Necroptosis suppresses LPS/TLR4-induced cytokine production
Because necroptosis can also be invoked in response to LPS stimulation, we next explored whether this also blunted pro-inflammatory cytokine and chemokine production in this context. As shown in Figure 5a, LPS induced robust necrosis in primary bone marrow-derived macrophages (BMDMs) in the presence of zVADfmk. LPS/zVAD-induced necroptosis was partly inhibited by addition of necrostatin-1 (Figure 5b) or through knockdown of RIPK3 (Figure 5c). However, a component of the LPS-induced necrosis observed was not necrostatin-1-inhibitable or blocked by RIPK3 knockdown. Moreover, similar to what we observed with TNF, LPS-induced IL-6, MIP-2, RANTES, KC and MCP-1 production were also considerably blunted under necroptosis-inducing conditions (Figure 5d).
TLR4-dependent necroptosis suppresses pro-inflammatory cytokine production. (a) BMDMs were pretreated for 1 h with zVAD (15 μM) or not, followed by addition of LPS to the indicated concentrations. Forty-eight hours later, cell death was scored by PI staining. (b) BMDMs were pretreated for 1 h with the indicated concentrations of Nec1 in the presence or absence of zVAD (15 μM), followed by addition of LPS (1 μg/ml). After 24 h, cell death was scored by PI staining. (c) BMDMs were electroporated with either non-silencing siRNA or siRNA directed against RIPK1, RIPK3 or RIPK1 and RIPK3, as indicated. Forty-eight hours later, cells were pretreated for 1 h in the presence or absence of zVAD (15 μM), followed by addition of LPS (1 μg/ml). After 24 h, cell death was scored by PI staining. (d) BMDMs were pretreated for 1 h in the presence or absence of zVAD (15 μM), followed by addition of LPS to 2, 1, 0.5 and 0.25 μg/ml (left to right). Forty-eight hours later, cell death was scored by PI staining, and cytokine/chemokine concentrations in the culture supernatants were determined by enzyme-linked immunosorbent assay (ELISA). (e) BMDMs were pretreated for 1 h in the presence or absence of zVAD (15 μM), followed by addition of LPS to the indicated concentrations. Forty-eight hours later, culture supernatants were analysed for mature IL-1β by ELISA. (f) HeLa cell cultures were treated with 100 μl of the BMDM supernatent from panel (e). After 24 h, HeLa supernatents were analysed for IL-8 by ELISA (HeLa bioassay). (g) MEFs were pretreated for 1 h with the indicated concentrations of zVAD, followed by addition of LPS (5 μg/ml). After 24 h, cell death was analysed by PI staining, and chemokine concentrations in the culture supernatants were determined by ELISA
It is important to note that IL-1β, a key LPS-induced cytokine, requires caspase-1 activity, which is blocked under necroptosis-inducing conditions. Thus LPS/zVAD treatment greatly reduced the production of mature IL-1β as expected (Figure 5e). Consistent with this, supernatants from LPS/zVAD-treated BMDMs had greatly reduced pro-inflammatory activity when transferred onto HeLa cells (as measured by the production of IL-8 from the latter), when compared with supernatants from BMDMs treated with LPS alone (Figure 5f). Using MEFs, which do not engage RIPK3 or undergo necroptosis upon LPS/zVAD treatment, we also confirmed that zVAD did not suppress LPS-induced chemokines independently of necroptosis (Figure 5g). Similar results were also observed using THP-1 cells, which failed to under necroptosis in response to LPS/zVAD treatment (Supplementary Figure S5b).

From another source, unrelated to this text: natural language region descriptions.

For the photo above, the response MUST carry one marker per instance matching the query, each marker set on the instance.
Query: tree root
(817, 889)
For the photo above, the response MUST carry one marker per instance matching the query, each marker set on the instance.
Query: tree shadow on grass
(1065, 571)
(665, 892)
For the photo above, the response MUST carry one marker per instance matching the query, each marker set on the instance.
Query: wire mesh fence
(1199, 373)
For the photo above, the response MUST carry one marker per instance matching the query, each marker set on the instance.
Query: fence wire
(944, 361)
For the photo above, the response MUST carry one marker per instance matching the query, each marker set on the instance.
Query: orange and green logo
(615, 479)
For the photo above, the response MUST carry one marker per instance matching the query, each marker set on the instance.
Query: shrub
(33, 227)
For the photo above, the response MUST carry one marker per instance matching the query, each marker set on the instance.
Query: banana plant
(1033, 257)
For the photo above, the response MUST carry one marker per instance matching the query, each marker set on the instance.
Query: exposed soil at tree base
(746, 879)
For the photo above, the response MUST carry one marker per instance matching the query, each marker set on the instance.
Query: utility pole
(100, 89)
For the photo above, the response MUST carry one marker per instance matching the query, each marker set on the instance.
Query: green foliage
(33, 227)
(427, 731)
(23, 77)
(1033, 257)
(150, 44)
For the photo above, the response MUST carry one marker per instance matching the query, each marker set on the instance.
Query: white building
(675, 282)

Collectively, the above data indicate that necroptosis attenuates the production of numerous LPS-induced pro-inflammatory cytokines in RIPK3-expressing cells via termination of cell viability and through inhibition of caspase activity, which is required for IL-1β maturation.
TNF-induced necroptosis results in reduced inflammation in vivo
The preceding experiments demonstrated that TNF or LPS-induced cytokine and chemokine production was dramatically suppressed under necroptosis-inducing conditions. However, a caveat is that necroptosis liberates intracellular constituents, some of which can function as DAMPs, that could potentially compensate for the loss of cytokine and chemokine production. Thus whether necroptosis enhances or suppresses TNF-induced inflammation depends on the relative potency of endogenous DAMPs, which are liberated via necroptosis, versus TNF-induced pro-inflammatory cytokines and chemokines in driving inflammatory processes in vivo.
To explore this issue, we introduced supernatants from L929 cells treated with TNF alone or TNF/zVAD (necroptotic) into the peritoneal cavities of immunocompetent BALB/c mice and monitored the peritoneal exudates after 24 h to explore whether supernatants from necroptotic cells were more or less inflammatory than those from cells treated with TNF alone. As shown earlier, supernatants from TNF-treated cells contained much higher concentrations of pro-inflammatory cytokines than those from cells treated with TNF/zVAD (Figure 6a). Consistent with this, supernatants from TNF-treated cells induced robust infiltration of cells into the peritoneal cavities of mice (Figure 6b), with increases in the percentages of neutrophils, lymphocytes, monocytes and small peritoneal macrophages (Figures 6c and d). In contrast, supernatants from TNF/zVAD-treated (necroptotic) cells exhibited little increase in peritoneal cellularity (Figure 6b), or increases in neutrophils, lymphocytes or monocytes, consistent with our in vitro observations. Thus necroptosis attenuates rather than exacerbates TNF-induced inflammation.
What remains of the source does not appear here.